As the music plays, you will see a group of people gathered around the musicians, maybe in costume and maybe not. Often they are passing drinks or food among themselves. When the time is right, they take on a formation and dance. Their costumes and dance suggest bits of Cusco’s narrative or key memories.
Pulsing with energy and rhythm, they dance in the streets of the city and in its plazas. Often you will see automobile traffic slowed down or rerouted because the troupes of dancers, musicians, custodians and bearers of sacred images and banners, and assistants take the streets and process and dance.
Each of these troupes is a social group with members and it has a name. Places can be distinguished by what organizes them. Where I live in the United States, people take membership and value from being part of workplaces, churches, or various interest groups although relationship between individuals and a performance or a style is key. It is how people distinguish themselves on from another and often find friends and place.
In the town of Paucartambo, you can see the power of these essential groups in action.
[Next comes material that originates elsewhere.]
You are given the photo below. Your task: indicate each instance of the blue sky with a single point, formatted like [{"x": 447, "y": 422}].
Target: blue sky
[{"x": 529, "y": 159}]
The town fills first with one dance troupe presenting one visual and sonoral reality in motion before the next comes in, sometimes dancing in a different direction. You see the place as a tapestry of sound, movement, and costumes in which moral theaters and history are staged.
Yet it is the people, the groups, that make the fiesta vibrant and the region of Cusco come together with an economy and passion.
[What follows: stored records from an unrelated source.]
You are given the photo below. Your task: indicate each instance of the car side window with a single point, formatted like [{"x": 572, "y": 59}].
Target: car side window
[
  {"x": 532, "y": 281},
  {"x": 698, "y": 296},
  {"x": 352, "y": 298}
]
When people are not on stage dancing or processing through the town, the groups gather in homes rented for the occasion or owned by a member, family, or friends where they sleep and they eat. At mealtimes, everyone gathers as dishes are served to them. While eating, they have ceremonies with speeches and humor, recognition, and organization. The doors to the house are open and anyone can enter to sit down and be fed by the group and the people who sponsor the feast with in it.
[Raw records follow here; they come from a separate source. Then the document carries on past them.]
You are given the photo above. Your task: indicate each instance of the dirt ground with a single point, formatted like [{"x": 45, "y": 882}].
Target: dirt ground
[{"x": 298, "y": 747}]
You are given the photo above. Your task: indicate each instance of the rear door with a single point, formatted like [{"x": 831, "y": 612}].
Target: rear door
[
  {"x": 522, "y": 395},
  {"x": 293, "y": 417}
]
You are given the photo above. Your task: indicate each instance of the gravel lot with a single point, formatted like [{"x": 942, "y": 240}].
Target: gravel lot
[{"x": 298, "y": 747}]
Some of the members of the groups may be from Paucartambo, but most come from Cusco or even Arequipa, Lima, and farther away, including from other countries. Belonging to the group, celebrating its name and sacred objects including devotion to the Virgen of Carmen, in this case, and other holy figures give it a focused and conscious purpose. But the group comes together and socializes even away from Paucartambo. Throughout the year they have activities making them a demanding and yet vital group people count on.
Cusco is made up of these groups, call them brotherhoods (including the sisters—I.e people in couples), comparsas, or something else. They provide the fellowship and ties that join families to society and make even the banks and government offices function as the people in these latter have ties of fellowship and celebration, as well as a common learned culture of ritual, music, and dance, that stretch throughout society, in the city, the region, and outward.
Paucartambo is an amazing event, but these fellowships become visible there. They are what make Cusco, Cusco. They give it vigor and delight.